С Ириной мы прожили вместе пять лет, и за это время у нас ни разу не было серьёзных ссор. Так почему же я всё испортил?
Её звали Марина. Новая сотрудница в нашем отделе, яркая брюнетка с зелёными глазами и острым язычком. Она появилась в офисе как раз тогда, когда мы с Ириной переживали очередной "бытовой период" — работа-дом-работа, никаких эмоций, никаких искр.
— Влад Андреевич, не поможете с отчётом? — её голос был медовым, а улыбка обещала намного больше, чем просто помощь с документами.
Я повёлся. Как последний идиот повёлся на эти невинные просьбы, случайные прикосновения и долгие взгляды. Сначала это были просто разговоры после работы, потом — совместные обеды, а затем...

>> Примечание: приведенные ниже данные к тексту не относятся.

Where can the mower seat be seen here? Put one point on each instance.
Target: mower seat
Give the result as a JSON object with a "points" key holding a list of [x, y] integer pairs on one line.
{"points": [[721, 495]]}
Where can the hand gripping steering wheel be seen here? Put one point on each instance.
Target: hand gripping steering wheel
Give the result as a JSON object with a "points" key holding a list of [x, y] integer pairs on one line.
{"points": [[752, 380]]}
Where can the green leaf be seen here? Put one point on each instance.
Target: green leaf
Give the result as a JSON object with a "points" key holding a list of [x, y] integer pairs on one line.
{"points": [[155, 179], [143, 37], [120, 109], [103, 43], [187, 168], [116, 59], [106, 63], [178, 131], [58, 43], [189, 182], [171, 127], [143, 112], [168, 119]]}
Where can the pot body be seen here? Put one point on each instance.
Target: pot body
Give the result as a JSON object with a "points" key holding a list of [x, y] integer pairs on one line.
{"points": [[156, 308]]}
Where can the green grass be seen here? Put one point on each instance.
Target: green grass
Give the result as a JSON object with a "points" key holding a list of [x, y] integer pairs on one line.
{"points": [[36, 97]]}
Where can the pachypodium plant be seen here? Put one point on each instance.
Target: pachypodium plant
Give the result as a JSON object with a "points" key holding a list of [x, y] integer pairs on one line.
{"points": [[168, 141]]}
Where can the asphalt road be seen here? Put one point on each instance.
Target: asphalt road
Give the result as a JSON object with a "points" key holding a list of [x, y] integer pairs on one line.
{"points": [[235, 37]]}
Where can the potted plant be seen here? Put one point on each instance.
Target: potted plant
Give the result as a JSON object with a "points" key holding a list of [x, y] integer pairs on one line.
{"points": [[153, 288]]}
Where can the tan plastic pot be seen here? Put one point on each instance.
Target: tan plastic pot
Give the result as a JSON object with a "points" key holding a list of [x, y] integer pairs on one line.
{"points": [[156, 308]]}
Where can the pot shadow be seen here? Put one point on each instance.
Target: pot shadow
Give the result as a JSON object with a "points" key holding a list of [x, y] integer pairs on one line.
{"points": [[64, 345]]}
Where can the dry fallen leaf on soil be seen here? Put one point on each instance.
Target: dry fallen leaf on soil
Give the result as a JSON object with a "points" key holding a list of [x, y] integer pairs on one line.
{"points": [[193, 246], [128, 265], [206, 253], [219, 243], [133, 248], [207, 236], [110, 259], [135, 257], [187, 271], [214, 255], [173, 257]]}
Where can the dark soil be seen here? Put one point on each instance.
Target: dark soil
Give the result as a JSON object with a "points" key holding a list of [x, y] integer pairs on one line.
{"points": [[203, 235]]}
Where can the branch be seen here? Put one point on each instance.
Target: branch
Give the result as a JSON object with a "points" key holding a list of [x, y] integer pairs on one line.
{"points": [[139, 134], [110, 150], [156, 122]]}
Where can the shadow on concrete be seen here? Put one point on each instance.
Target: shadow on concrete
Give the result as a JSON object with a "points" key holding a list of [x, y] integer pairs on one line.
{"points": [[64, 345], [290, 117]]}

— У меня есть ключи от квартиры подруги. Она уехала на неделю — прошептала Марина мне на ухо после очередного корпоратива. — Может, заглянем?
***
И вот теперь я стою посреди чужой квартиры, а в дверях застыла моя жена. Ирина. Её глаза расширены от шока, руки дрожат, а губы шепчут что-то невнятное.
— Я... я просто ошиблась дверью, — произносит она механически, но не двигается с места.
Марина, завернувшись в простыню, пытается слиться со стеной. А я... я стою как истукан и не могу выдавить из себя ни слова.
— Ошиблась дверью, — повторяет Ирина громче, и в её голосе появляются истерические нотки. — Представляешь, Влад? Просто перепутала квартиры. Думала…, а попала... попала...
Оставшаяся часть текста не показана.